Cartographers were once the kings of the world, depicting all that was known of land and sea—and marking all that was not with the warning "Terra Incognita," or even "Here Be Dragons." Today, we are all mapmakers, thanks to powerful computer programs from Google and others that allow us to look at the planet in radical new ways. Putting the latest technology to the test as he travels—virtually and otherwise—from New York to San Francisco to Silicon Valley, Mike Di Paola goes where no man has gone before

Test drive the Google Earth interactive
Click the graphic above for a primer
on Google Earth and Google Maps.

The glare is unnaturally bright, the way it might appear to one who has risen late, perhaps with a hangover. Some of the people hanging around San Francisco's Union Square seem to be in that very state, sitting in the noon sunshine with a look of placid resignation. Others are in motion—in cars, on foot, astride bicycles, or aboard a cable car about to climb Powell Street.

The feeling of déjà vu is strong. I've been to Union Square once before, nearly twenty-five years ago, to hear Democratic vice presidential candidate Geraldine Ferraro speechify.
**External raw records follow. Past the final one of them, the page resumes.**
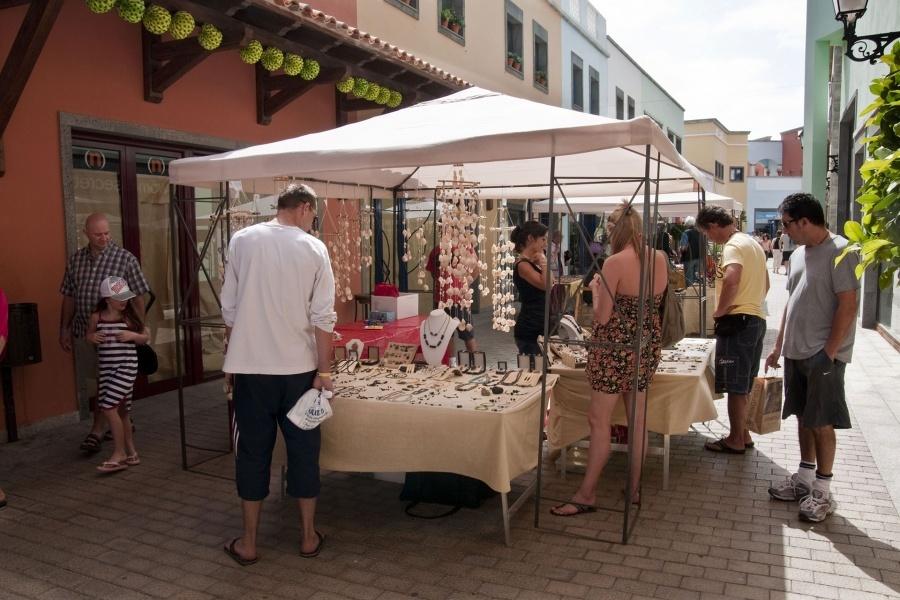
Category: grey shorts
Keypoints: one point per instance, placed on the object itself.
(814, 391)
(737, 357)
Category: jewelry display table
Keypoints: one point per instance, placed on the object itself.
(388, 421)
(402, 331)
(681, 394)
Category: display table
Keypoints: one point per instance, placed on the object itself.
(385, 422)
(680, 395)
(402, 331)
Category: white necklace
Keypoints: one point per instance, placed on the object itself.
(429, 336)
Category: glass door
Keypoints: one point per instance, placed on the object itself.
(129, 182)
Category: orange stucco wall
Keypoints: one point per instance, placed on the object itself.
(91, 65)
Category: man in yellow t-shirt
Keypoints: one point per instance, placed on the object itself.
(742, 282)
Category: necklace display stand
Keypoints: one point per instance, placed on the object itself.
(435, 334)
But that's not what I'm recalling. What I'm thinking of is the opening scene of The Conversation, where Francis Ford Coppola pans his camera around the square and focuses, ironically, on an annoying mime in the crowd. My visit today is as silent, and even more remote.
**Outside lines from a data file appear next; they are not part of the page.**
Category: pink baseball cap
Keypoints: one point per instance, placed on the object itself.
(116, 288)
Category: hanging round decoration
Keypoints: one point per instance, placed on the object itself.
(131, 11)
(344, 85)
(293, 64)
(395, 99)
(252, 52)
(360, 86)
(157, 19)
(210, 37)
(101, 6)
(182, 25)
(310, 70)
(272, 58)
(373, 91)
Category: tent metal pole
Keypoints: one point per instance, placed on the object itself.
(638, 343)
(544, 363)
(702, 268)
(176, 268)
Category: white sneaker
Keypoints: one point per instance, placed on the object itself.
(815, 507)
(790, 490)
Nowadays, one can experience Union Square, and just about every other point on the planet, without actually leaving the house. At this particular moment, I happen to be in New York City, 2,600 miles from the streets of San Francisco. But I can navigate them on Google Earth, a computer program that simulates the globe—and beyond. With supernatural ease, I descend toward Union Square from the sky like a god. Starting thirteen thousand miles above the surface, I swoop down through the atmosphere at a dizzying speed and come to an abrupt stop eight hundred feet above the 2.6-acre plaza.
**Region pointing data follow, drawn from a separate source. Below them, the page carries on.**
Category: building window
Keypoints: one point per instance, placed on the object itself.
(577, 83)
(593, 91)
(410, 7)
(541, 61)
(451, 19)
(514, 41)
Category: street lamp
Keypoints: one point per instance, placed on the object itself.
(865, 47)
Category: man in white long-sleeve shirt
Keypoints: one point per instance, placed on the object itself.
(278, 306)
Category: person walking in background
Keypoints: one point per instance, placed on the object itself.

From this vantage point I find that, contrary to Gertrude Stein's line about the city across the bay, there is a lot of there here: innumerable photographs; buildings rendered in three dimensions; icons indicating hotels, restaurants, and other places of interest. I enter Street View, a digital milieu of thousands of high-resolution images stitched together into a (mostly) seamless 360-degree ground-level panorama. The virtual environment is traversable by mouse-propelled carriage, which I click repeatedly.

The No. 5 cable car appears frozen on Powell, though it could well be chugging uphill, as it has a green light. I can see people aboard the car, but their faces have been digitally "scrubbed" by a face-blurring technology intended to protect privacy. I could proceed along Powell, tracing the path the Google cameras took up Nob Hill. It doesn't look all that steep in Street View—which is odd, since the cable car was invented to conquer these very hills. But there are more faithful simulacra of this location. The photosharing Web site Panoramio, which has been conveniently integrated into Google Earth, has a shot showing the precipitous climb, and Path Profiler allows me to precisely measure the grade (it rises 134 feet in three tenths of a mile). Returning to the skies, I count the palm trees (there are fifteen) en route to the stratosphere, where a Clouds function updated hourly by NASA shows clear weather over California but a spiraling storm center off the coast of Baja.